冬に時間は流れるか

 「凪のあすから」は陰影に富んだ青がきれいな作品だ。後半に冬が舞台(というか時代?)になってから、地上は古びてひんやりとした田舎町になって、海の中も廃墟のようになってしまった。5年の時間が過ぎた間に、みんなの思いはまわりの風景ほど劇的に痛ましくではないけれど、同じようにひんやりと凝結し、ひび割れ、痛ましく純化されていった。風景は心象を先回りしてくれ、抱えるのに疲れた感情を負担して受け入れてくれる。廃墟の癒し効果と言ってしまってもいいのだろうけど、この作品の青い廃墟は、丸みのある繊細なキャラクターデザインや、気持ちを内面に飲み込みがちの台詞回しや、きれいな声で、時間の中で折り重ねられ、積み重ねられていく片思いの甘い痛みを、ひんやりと冷やして、空気の中に溶け込ませていく(空気の温度と恋愛というネタでは、前に「春萌」や「秋空に舞うコンフェティ」の感想でもちょこっと書いた)。ベクトルが向き合わない思いで回る群像劇はチェーホフ劇が好む構造でもあるが、「凪のあすから」の美術や音声による空気感の純度は、劇場演劇とはだいぶ異なる。感情をもつれさせてこちらを疲れさせていくようなストーリーテリングは必ずしも褒められたものではない。でも、この青い風景の中に折り重ねられていくのを見るのは別で、その冷えた空気を自分でも感じられるような気がして終わりが近づくのが惜しくなっていく。
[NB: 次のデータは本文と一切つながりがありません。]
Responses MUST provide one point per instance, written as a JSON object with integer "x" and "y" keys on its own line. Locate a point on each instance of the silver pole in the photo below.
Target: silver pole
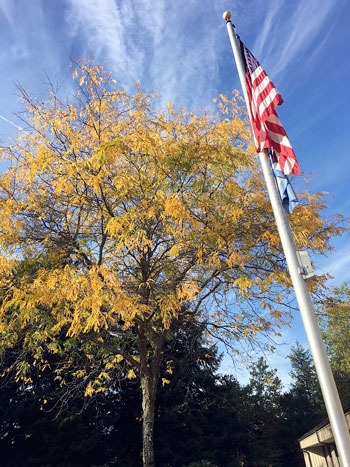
{"x": 325, "y": 376}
 というようなことを書いておきたくなったのは、実家が売却されることが決まり、自分の荷物を引き取りに行ってきたからということもある。9歳から25歳くらいまで、物心ついてから大人になるまでの時間を過ごしてきた家だ。もう十年くらい定住しておらず、時おり本を取りに帰ったりするくらいだった。久しぶりに駅から歩いて行ってみると、町が潤ってきたせいか、住民が時間の余っている年寄りばかりになったせいか、道路や家並みが僕の記憶の中のものよりもこざっぱりとしたきれいなものになっていて(建材も20年前より進化したのだから当然か)、でもところどころ年季が増したように感じられる気配があったりした。通学路だった130段もの大階段は補修工事中で、田んぼ道はアスファルトで舗装されていた。近所の公園はきれいに整備された代わりに、サッカーや野球をする子供はまったくいなくなっていた。しょっちゅうボールを放り込んでは怒られていた家はリフォームされていたが、ボールを蹴り当てて遊んでいた壁は埃っぽくなっていた。我が家に関しては、親も含めて現在はきちんと人が居住していないので荒廃が目立っていた。何よりもたまにこうした機会に会うたびに親にも老いの影が見えてきて寂しい。ひんやりした冬の空気と明るい光の中、決して甘美な思い出ばかりとはいえない子供時代の記憶の気配の中に身を置くと、これは「凪のあすから」の空気感とも通じる感傷だと思った。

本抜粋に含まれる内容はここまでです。